Азовский гамбит,

22
18
20
22
24
26
28
30

— Конкретнее, — перебил я его. — Кто чем недоволен, и кто к чему склонен?

— Да все по-разному. Простые мужики опасаются, что всю добрую землю немцы займут, а их похолопят. Ремесленники боятся, что иноземные мастера будут искуснее их и все заказы отберут. И купцы туда же, вот, мол, дадут чужеземным негоциантам льготу, так мы все по миру и пойдем. Попы и те народ подзуживают, дескать, пустим в дом иноверцам, так они нас в латинство введут!

— В приказ писал, говоришь? — нахмурился я.

— Писал, да что толку, — махнул рукой Грамотин. — Пока господин Рюмин в Москве был, еще как-то шевелились, а теперь и вовсе молчат, будто чурбаны стоеросовые!

— А напиши-ка Иван сын Тарасов для меня лично, все что знаешь. Подробно и обстоятельно, а я на досуге почитаю.

— Так готово уже, — вытащил из-за пазухи грамотку дьяк.

— Ты смотри, какой предусмотрительный! — усмехнулся я, но бумагу принял. — Ладно, веди дальше, показывай!

Последним по порядку, но не по значению объектом для инспекции стала кузнечная слобода. Дело в том, что с момента основания Серпухов был весьма значительным центром металлургии и оружейного дела. Не таким большим, конечно, как прежде была Устюжна или теперь стала Тула, но все же, Серпуховский уклад[24] был известен и ценился по всей Руси.

Мануфактур, правда, еще не завели, но добрых мастеров хватало. Одни ковали холодное оружие всех видов, другие занимались бронями от совсем простых кольчуг, до полных доспехов, богато изукрашенных золотой и серебряной насечкой. Имелись так же и пищальники, хотя и совсем не много. Делали они, кстати, уже не пищали, а настоящие мушкеты по образцу, присланному из Пушкарского приказа.

Собственно, тоже касалось и производителей холодного оружия. Хочешь, чтобы казна купила у тебя саблю и бердыш? Будь добр, выполняй требования заказчика. Нововведения хоть и со скрипом, но постепенно внедрялись в повседневную жизнь, медленно, но верно изменяя ее.

Не обошлось и для обычного для подобных случаев подношения. Мастеровые скооперировались и преподнесли моему величеству трехчетвертной доспех со шлемом, в убранстве которого причудливо переплелись русские и иноземные традиции, а в придачу к нему палаш, шестопер и почему-то рогатину. Стоят и переминаются с ноги на ногу, видать что-то хотят.

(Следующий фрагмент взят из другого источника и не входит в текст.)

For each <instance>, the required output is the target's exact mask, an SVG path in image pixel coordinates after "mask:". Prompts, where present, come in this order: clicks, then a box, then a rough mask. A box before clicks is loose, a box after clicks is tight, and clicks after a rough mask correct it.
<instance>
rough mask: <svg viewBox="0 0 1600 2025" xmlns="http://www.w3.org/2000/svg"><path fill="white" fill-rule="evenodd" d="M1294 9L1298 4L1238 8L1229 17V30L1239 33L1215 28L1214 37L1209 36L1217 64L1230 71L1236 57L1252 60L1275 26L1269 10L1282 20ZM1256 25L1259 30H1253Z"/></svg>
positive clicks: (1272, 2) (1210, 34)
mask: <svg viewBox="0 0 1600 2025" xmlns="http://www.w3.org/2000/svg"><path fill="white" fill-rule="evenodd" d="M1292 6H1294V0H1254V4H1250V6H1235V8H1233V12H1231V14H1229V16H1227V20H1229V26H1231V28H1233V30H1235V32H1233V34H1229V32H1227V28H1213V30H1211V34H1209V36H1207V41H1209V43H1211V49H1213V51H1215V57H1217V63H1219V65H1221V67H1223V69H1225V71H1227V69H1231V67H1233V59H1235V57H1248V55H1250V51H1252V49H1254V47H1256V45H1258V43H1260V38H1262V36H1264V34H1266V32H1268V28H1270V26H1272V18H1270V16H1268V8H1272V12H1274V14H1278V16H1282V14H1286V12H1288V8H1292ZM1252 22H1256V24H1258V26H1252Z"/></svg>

— Работа добрая, угодили, — сдержано похвалил я подарок. — Если есть какие просьбы, не стесняйтесь.

— Надежа-государь, — рухнули синхронно на колени, принаряженные для такого случая бородатые мужики. — Не вели в нашем граде, иноземцам селиться, сделай милость!

— Это чем они вам не угодили? — интересуюсь я, находясь при этом в легком охренении от непосредственности своих подданных.

Те, впрочем, тоже застыли, как видно, не ожидая подобной дотошности от царя. Дескать, что тут непонятного, не хотим и все тут!

— А что мы от них хорошего видели? — поднял голову, самый здоровый из них.

— А что худого? Люди они, по большей части, мирные, да богобоязненные. В родных землях их латиняне притесняют, вот они и ищут спокойной жизни на чужбине. Поставят дома, распашут землю. Для того им инструмент разный понадобится, те же топоры, пилы, плуги для пахоты. У кого они их покупать будут? У вас же! Разве вам от этого плохо будет?

— Так-то оно так, — почесал косматую голову посадский. — А все же не нашей веры люди.

— Ты во Христа веруешь? — спрашиваю я.

— Да как же иначе?! — изумляется тот и истово крестится двумя перстами.